ヴァイオリンのはなし(後編)

 後半。会社からカキコ。

 さて習いに行くといっても当時実はピアノをすでに習いはじめていた。25歳からヤマハのポピュラーピアノに毎週通っていたのである。妹2人がピアノを習っているのを見ながら「おれもー」とは言い出せなかった子供時代。音楽には昔から興味津々だったのだ。自分で稼いで多少の余裕もできて、18万出してローランドのデジピを買い、柔軟じゃない指と五線譜に悪戦苦闘中。そんな状態で果たしてさらに他の楽器に手を出していいのか? などと悩んだのだけれど、いつまでも悩むのはキライなので、だったらもーやっちゃえー、と突っ走るのが私の悪いクセ。

 その頃のヤマハ音楽教室ではヴァイオリンを扱っていなかったため、他の教室を当たったら最終的には個人教授の講師を紹介してもらいレッスン開始。その人がバイク好きで意気投合したりして、そのうちピアノよりもヴァイオリンにのめりこみ、イエスタデイ・ワンス・モアの弾き語りがやっとできるか出来ないかのうちに辞めてしまってヴァイオリンに専念。その後、実家に戻っても数年通い続けて、子供と一緒にホールで発表会したり、オーケストラに誘われたりしてヴィオラのパートに参加したりしていた。だが転職やら病気やら色々あって公の場所でマトモな演奏をすることなく断念。いつかは再開したいと願いつつ、ケースに眠らせたまま数年の歳月を経ることとなってしまう。

 おととしぐらいから健康も取り戻し、精神的ゆとりを得てからついにその封印を解く時が来た。中断する前のドイツ製のセミアコ5弦やら、木曽鈴木の59年ものやら子供用1/2サイズやらクラリネットやらを買い集めたりする悪いクセが再発。ヤフオクを始めたらヴァイオリンの出物を見てウズウズしてしまい、結局ヤマハのサイレントを購入してしまうのである。そう、50k円も出したら再開しないわけにはいかないのである!

 でも肝心なのは「演奏」。以前はビブラート(弦を押さえる指を前後に揺らして音を震わせる奏法)がまがいなりもできていたのが、再開したら全くできなくなっていたのだ。さらに歳月は肉体も衰えさせていた。弾き始めるとカラダが悲鳴を上げる。5分も弾けずに腕が、肩が、指が痛くなる。そして翌日は猛烈に肩が凝る。ちゃんとレッスンを再開すればいいのだが、この状態では30分のレッスンにも耐えられそうにない。

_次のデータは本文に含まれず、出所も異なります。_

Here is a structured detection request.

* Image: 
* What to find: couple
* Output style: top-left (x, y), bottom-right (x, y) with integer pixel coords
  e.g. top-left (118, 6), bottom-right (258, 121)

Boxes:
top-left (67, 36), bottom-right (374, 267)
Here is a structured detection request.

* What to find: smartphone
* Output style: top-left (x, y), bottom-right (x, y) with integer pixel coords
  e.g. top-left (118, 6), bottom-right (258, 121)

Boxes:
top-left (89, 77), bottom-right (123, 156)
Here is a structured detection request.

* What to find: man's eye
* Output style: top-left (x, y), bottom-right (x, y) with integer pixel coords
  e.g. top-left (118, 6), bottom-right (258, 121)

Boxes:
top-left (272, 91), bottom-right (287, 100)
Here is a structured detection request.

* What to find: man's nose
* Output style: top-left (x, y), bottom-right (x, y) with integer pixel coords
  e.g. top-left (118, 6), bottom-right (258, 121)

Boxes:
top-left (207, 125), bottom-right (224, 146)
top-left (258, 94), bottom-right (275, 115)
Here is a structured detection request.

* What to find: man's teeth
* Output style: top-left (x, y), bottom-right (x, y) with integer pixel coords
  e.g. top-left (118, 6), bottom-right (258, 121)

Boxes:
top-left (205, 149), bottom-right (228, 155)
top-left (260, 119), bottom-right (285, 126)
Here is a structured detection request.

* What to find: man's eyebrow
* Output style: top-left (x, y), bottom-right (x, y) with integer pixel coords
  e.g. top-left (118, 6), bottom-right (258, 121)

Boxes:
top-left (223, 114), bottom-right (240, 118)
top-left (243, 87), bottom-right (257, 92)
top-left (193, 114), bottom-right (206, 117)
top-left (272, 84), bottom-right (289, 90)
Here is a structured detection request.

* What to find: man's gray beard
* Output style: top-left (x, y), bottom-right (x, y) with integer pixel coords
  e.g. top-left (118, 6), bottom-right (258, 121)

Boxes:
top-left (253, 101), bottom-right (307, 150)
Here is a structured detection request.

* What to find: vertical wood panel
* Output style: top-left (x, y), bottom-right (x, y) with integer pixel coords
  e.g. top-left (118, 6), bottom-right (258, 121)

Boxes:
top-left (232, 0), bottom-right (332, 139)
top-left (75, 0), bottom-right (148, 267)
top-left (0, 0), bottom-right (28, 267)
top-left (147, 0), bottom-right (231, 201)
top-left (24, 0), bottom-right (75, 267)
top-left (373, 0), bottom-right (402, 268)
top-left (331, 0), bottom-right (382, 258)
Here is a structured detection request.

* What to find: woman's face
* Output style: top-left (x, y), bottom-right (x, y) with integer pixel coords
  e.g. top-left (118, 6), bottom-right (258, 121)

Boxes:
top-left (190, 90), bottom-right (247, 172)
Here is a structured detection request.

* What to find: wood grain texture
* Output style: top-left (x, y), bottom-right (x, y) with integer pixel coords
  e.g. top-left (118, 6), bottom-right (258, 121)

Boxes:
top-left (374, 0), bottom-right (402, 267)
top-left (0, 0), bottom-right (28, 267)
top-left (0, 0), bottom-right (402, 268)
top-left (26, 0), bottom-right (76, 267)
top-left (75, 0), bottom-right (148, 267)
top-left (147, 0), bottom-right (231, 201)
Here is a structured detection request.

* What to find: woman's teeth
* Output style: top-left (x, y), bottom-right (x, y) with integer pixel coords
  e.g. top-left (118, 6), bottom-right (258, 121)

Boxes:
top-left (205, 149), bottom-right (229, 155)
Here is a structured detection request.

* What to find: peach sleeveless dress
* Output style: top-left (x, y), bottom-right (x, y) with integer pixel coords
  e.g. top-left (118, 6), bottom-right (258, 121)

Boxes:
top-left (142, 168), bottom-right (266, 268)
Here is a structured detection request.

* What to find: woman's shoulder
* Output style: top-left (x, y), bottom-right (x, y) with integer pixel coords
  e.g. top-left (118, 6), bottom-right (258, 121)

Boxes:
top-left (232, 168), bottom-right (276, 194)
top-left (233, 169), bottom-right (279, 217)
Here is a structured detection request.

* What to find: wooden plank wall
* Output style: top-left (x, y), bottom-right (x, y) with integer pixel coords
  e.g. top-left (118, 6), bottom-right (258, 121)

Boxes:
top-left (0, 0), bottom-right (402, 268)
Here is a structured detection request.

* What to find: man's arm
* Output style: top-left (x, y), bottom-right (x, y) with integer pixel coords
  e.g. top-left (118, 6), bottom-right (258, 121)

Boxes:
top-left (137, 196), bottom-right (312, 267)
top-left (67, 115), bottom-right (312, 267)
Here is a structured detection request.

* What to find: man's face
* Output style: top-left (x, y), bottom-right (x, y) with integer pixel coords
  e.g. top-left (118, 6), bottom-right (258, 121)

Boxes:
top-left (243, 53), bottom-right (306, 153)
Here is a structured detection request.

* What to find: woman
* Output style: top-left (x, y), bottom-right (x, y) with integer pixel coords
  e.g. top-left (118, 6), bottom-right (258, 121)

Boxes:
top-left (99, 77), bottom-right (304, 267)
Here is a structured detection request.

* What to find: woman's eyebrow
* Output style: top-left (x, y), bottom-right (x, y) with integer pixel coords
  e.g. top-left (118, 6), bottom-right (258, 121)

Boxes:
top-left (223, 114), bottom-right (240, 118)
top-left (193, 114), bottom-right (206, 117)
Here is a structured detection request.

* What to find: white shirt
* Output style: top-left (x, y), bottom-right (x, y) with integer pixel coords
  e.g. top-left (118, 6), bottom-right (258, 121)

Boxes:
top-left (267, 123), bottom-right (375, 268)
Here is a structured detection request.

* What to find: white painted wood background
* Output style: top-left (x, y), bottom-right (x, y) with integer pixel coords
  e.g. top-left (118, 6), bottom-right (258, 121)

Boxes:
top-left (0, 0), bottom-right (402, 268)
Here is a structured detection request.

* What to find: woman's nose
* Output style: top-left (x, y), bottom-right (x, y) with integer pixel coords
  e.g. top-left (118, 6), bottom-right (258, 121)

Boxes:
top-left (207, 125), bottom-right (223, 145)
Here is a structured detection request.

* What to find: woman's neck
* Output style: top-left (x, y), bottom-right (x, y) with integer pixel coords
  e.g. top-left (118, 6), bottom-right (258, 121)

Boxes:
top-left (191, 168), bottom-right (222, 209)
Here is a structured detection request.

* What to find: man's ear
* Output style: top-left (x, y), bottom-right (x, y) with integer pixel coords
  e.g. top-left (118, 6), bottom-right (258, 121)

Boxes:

 最近になってようやくカラダが慣れ、以前の(といっても音が出せる)レベル以上には回復。でも未だレッスンは再開していない。譜面を見ないでテキトーに音階練習してる程度なので、素人以下であることは変わらない。そんな中、去年うっかりヤフオクで一目ぼれして韓国製の装飾ヴァイオリンを30k円で購入してしまう。しかしネックが曲がって弦が指板に密着したジャンク。数年ぶりにアントニオさんにまたお金にもならない仕事を頼み、修理していただきまた30k円…

 初代77年中国製もネックの反りを直してもらわなくてはならないし…慢性金欠症候群は当分治りそうもない。

ヴァイオリンのはなし(前編)

 大事にしていたVTが、お庭で雨に濡れていた。ガソリン漏れは直すかナ? あ・と・で。つまんないmezzoです。とりあえずビニールテープ貼ってごまかしているが、もう脇から漏ってる模様。今度はガムテープで留めておくか…

 昨日から雨が続いている。基本ヒキコモリな人なのでそんなに不便は感じないけれども、日記のネタに事欠くのが困るところ。今、絵は描いているのだけれど、ここにはアップできない×x×絵だし。料理もせいぜいキッコーマン「うちのごはん」作ったぐらい(切って炒めるだけ)だし。無理矢理書けば何とでもなるが、それこそ半径5mの鬱日記。だったら書かなきゃいいじゃん、って自分でツッコミ入れたくなるけど、それだと世界に存在する推計78.9%のブログを否定しそうな気がするのでやめておこう。

 じゃあ、とこれまた半径1m(半径半径しつこいな)にあったコイツを話題にしよう。ヤマハ・サイレントヴァイオリン、SV-120 である。ヤフオクにて中古を送料込53,395円で半ば衝動買いのように購入。一応、毎日のようにキコキコと弾いている。プロフィールには書いていないが、一応mezzoはヴァイオリンを趣味にしている。ただ大っぴらに言うとモノ凄く巧いのかと誤解されたり「何か1曲弾いてみて」とか言われたりすると困るので言わないのだ。実際、謙遜ではなく何ひとつ満足に弾けないしorz

 ヴァイオリンを始めたキッカケは木の字の引越しを手伝ったとき、押入れから出てきた壊れたのを譲ってもらった十ン年前。これを「もったいない」と思ってタウンページを開き、ヴァイオリン専門店、松戸のアントニオさんに持っていったところ50k円程もかかってしまったからである。ちなみに言っておくが修理代金として破格の値段であることをアントニオさんの名誉のために書いておく。裏板にクラック(割れ)が10cm以上入り、弦は1本だけで駒はどこかにすっ飛び、中で魂柱がコロコロと転がっている状態であった上、そこに杉藤の新品の弓と中古のケースもついてこの価格だからだ。とはいえ、慢性金欠症候群のmezzoにとって50k円は痛い。50k円もかけたのに飾りモノにしておくなんて許せないのである。何せ50k円である、とにかく(しつこい)。

 そんなわけで1977年中国製ヴァイオリンを手にし、悪戦苦闘の日々が始まる。この頃は川口に下宿していたので、バイクを走らせて荒川の河川敷に現れてはキコキコ。しかし独学で習得できるほどこの楽器は甘くはない。教則本も入手しづらかったし、この当時はネットも普及していなかったから、情報が少なすぎる。いくら弓を動かしても、耳障りな音しか出せない。ムキーッとなって荒川に投げたくなることもしばしば。